Öğünç Yuncu, İstanbul dışında en büyük pazarlarının; Bodrum, Fethiye, Marmaris ve Antalya olduğunu ifade ediyor. 1 Haziran gibi yerel turistin bir hareketlilik yaratacağını da sözlerine ekleyerek, “Antalya’nın yurt dışı hareketliliği Ağustos olarak görülüyor. Antalya’nın en büyük turist kaynağı Rusya. Ama Rusya hâlâ mücadele ediyor. Daha bunu atlatacak, yaralarını saracak sonra insanlar tatile gelecek. Bana mantıklı gelmiyor. Mutlaka gelen olur. Firmalar zaten batmak üzereydi şimdi çok daha kötü oldu. Bu iş başladığında verimli devam etmiyorsa bitmiştir. Menü konusuna gelecek olursak; bizde menü yerine ansiklopedi veriyorlar. Toplam 20 yemekle çok başarılı yerler var. Bu biraz bize has bir sistem. Dolayısıyla menüler daralacak ama belki iyi de olur. Biz de olması gereken gerekli birçok şey bu sefer doğrusuna gidecek. Çok daha avantajlı ve tutarlı bir şey. Ürün, masraf, sevkiyat, restoranın karakteri gibi durumlar için daha iyi olabilir.
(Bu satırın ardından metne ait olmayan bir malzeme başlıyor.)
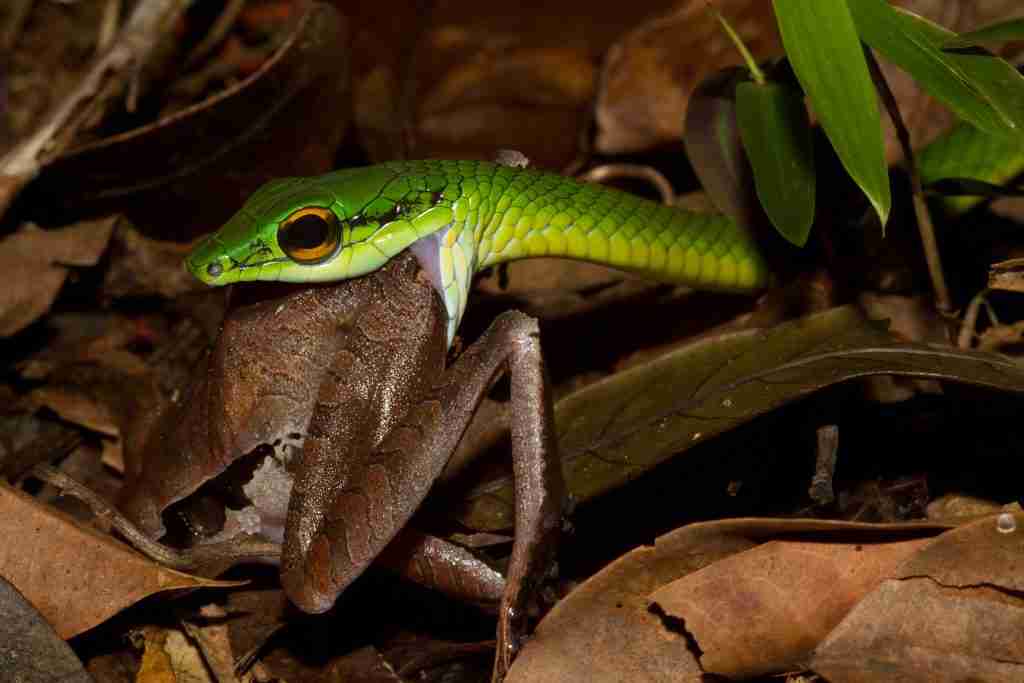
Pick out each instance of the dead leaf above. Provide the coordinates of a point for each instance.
(36, 262)
(32, 652)
(764, 610)
(605, 629)
(614, 429)
(649, 74)
(951, 612)
(74, 574)
(238, 139)
(140, 266)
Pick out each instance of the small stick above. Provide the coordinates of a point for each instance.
(212, 558)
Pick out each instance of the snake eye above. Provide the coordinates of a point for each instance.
(309, 236)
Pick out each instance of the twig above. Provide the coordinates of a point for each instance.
(17, 13)
(212, 558)
(134, 44)
(43, 450)
(109, 26)
(943, 302)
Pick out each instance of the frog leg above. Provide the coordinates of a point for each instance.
(378, 494)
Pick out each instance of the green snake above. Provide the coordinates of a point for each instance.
(461, 216)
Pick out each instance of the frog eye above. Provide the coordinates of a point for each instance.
(309, 236)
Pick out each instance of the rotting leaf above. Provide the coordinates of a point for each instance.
(140, 266)
(238, 139)
(649, 74)
(32, 652)
(613, 430)
(613, 605)
(763, 610)
(74, 574)
(952, 612)
(36, 262)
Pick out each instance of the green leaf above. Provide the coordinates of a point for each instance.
(982, 89)
(1000, 32)
(714, 147)
(614, 430)
(965, 153)
(822, 46)
(776, 134)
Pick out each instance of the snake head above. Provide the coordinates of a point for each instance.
(298, 230)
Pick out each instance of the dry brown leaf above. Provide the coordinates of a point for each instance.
(75, 575)
(605, 630)
(157, 667)
(649, 74)
(952, 612)
(36, 262)
(78, 409)
(140, 266)
(920, 631)
(762, 610)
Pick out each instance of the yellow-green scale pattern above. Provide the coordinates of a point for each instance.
(501, 213)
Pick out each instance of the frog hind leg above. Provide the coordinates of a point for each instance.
(378, 494)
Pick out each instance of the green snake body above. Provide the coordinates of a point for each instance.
(461, 216)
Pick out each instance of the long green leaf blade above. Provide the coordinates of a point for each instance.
(980, 89)
(1001, 32)
(776, 134)
(821, 42)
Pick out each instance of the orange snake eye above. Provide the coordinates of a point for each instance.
(309, 236)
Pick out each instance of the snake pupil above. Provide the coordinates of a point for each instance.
(306, 231)
(309, 236)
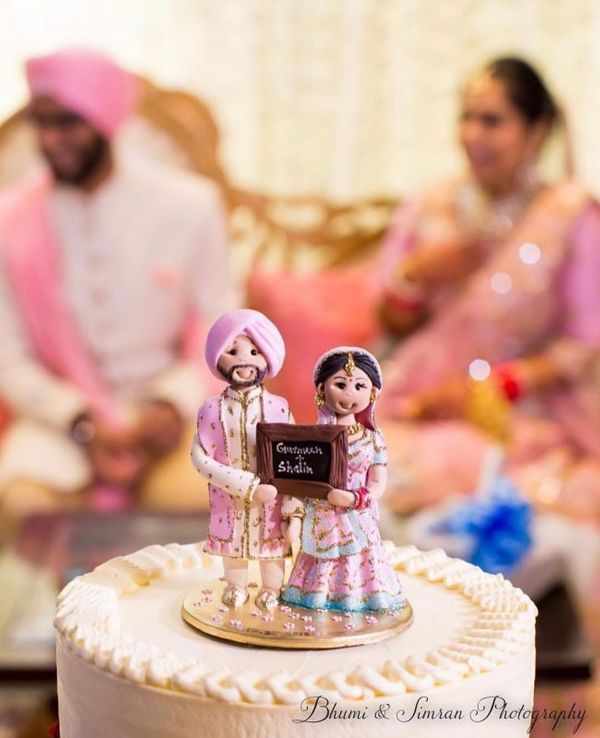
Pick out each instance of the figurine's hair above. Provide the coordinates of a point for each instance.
(334, 363)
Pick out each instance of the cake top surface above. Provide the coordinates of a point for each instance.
(125, 618)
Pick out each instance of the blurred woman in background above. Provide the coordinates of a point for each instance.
(493, 282)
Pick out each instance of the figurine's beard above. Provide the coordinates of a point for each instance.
(259, 375)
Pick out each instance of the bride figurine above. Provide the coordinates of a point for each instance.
(341, 564)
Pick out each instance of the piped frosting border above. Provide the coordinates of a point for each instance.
(87, 616)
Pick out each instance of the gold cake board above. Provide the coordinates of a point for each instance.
(287, 626)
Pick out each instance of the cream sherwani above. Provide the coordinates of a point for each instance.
(138, 254)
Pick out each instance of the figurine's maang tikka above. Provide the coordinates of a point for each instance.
(349, 366)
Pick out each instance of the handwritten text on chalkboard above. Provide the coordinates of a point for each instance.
(301, 460)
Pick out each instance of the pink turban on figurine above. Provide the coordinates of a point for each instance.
(86, 82)
(253, 324)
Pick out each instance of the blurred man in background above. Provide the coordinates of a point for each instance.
(108, 267)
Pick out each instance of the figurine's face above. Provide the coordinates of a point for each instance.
(242, 363)
(348, 394)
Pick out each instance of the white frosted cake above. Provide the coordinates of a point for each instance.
(129, 667)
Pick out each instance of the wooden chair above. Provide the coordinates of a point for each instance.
(298, 242)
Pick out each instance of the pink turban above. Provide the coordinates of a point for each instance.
(86, 82)
(253, 324)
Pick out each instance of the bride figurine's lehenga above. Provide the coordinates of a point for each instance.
(342, 564)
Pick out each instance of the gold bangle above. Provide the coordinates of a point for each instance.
(488, 408)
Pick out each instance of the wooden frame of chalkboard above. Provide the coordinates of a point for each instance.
(302, 460)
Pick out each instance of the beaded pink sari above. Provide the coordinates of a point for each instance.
(537, 290)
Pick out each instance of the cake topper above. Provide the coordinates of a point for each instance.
(342, 564)
(243, 348)
(320, 485)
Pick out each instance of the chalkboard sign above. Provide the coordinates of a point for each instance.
(302, 460)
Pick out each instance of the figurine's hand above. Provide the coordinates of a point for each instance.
(265, 493)
(340, 498)
(291, 530)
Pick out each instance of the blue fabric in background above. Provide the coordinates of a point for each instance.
(498, 524)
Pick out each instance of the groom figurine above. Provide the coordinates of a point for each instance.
(243, 348)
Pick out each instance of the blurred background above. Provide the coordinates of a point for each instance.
(360, 172)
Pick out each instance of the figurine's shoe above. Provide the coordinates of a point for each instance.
(267, 599)
(234, 595)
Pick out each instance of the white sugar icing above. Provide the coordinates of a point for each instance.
(490, 628)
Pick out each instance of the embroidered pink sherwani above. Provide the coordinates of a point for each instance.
(224, 452)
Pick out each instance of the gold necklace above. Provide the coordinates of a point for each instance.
(354, 428)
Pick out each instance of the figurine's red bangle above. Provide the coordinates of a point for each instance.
(507, 380)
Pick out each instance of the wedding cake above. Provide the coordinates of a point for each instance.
(130, 667)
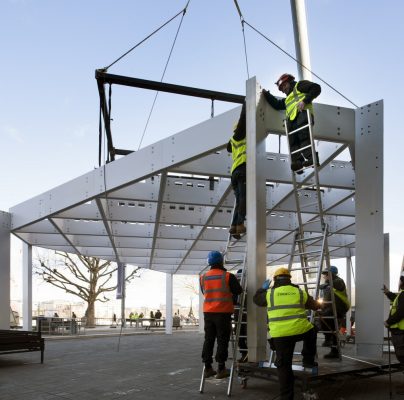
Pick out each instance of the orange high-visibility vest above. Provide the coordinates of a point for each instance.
(216, 288)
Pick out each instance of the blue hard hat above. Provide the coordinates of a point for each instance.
(333, 270)
(215, 258)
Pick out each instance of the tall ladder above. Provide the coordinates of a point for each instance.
(241, 311)
(232, 257)
(312, 259)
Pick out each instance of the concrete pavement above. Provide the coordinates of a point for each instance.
(147, 366)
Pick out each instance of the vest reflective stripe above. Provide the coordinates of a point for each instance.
(218, 297)
(399, 325)
(343, 296)
(291, 102)
(286, 312)
(238, 152)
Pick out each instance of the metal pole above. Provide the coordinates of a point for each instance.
(123, 319)
(388, 344)
(301, 38)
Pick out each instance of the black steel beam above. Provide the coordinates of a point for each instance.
(104, 77)
(107, 124)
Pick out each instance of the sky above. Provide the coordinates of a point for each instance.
(49, 99)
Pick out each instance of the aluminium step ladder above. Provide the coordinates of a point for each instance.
(240, 324)
(236, 247)
(310, 249)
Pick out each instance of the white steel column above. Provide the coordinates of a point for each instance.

Bizim 40 küsur bayiliğimiz var bunun içinde; Amerika, Çin, Taylan ve Avrupa’nın bazı bölgeleri var. Getirdiğimiz profesyonel ürünler vardı ve sadece profesyoneller kullanılabilirdi o ürünler de bitti gitti. İtalya’dan pesto getiriyoruz mesela ama Temmuz gibi yükleme öngörüleri var. Şimdi yerel üretime yönelelim diyorlar. Tabii ki dönelim, ben de döneyim ama yetmez. Dünya mutfağı diye bir gerçek var. Burada yetişmeyecek ürünü zorla mı yetiştireceğiz. Yerel tüketelim tabii, başımızın üstünde tutalım. Ama her şeyin bir dengesi vardır. Ama burada olmayan tatları getirmeliyiz. Global bir yerde yaşıyoruz. Malımızı koruyalım, hakkını verelim ve çok güzel işler yapalım ama cafe ve brasserie gibi yerlerde ithal mal gerektiğini kabul edelim” ifadelerini kullanıyor.
“Kendi üreticimizi her türlü desteklemeye çalışıyoruz”
İmpeks’in FoodCo adında profesyonellere hitap eden bir markası da bulunuyor. “Kuru domates, közlenmiş biber ve turşu çeşitleri gibi yerelde yapılabilecek bütün ürünleri buradan alıp satıyoruz” diyen Yuncu sözlerini şöyle noktalıyor: “Kendi üreticimizi her türlü desteklemeye çalışıyoruz. Yereli desteklerken denetlenmesi de gerekiyor. Desteklenecek diye her şeye izin verilmemeli. O zaman başka şeyleri konuşmaya başlarız. Yerelde çok iyi bir denetleme yaparak, iyi ürünler çıkarmamız gerekiyor. Burada yetiştirilen ürünleri her zaman ülkemizden temin edip, yurt dışında yüzyıllık markalar var onları da yeri geldiğinde dengeli bir şekilde kimseyi kızdırmadan, küstürmeden kullanmamız gerekiyor. Öte yandan e-ticaret ile yakın temasta olmaya çok çalıştık ama pandemi tokadıyla birinci sıraya geleceğini öngöremedik. Kendi kanalımızı mı açalım yoksa hali hazırda olan kanallarda dükkan mı açalım diye düşünüyoruz ama mutlaka yapmamız gerekiyor. Önce hali hazırda olan büyük firmalarla çalışmaya başlayıp ardından bu işi yapabilir miyiz diye deneyeceğiz.”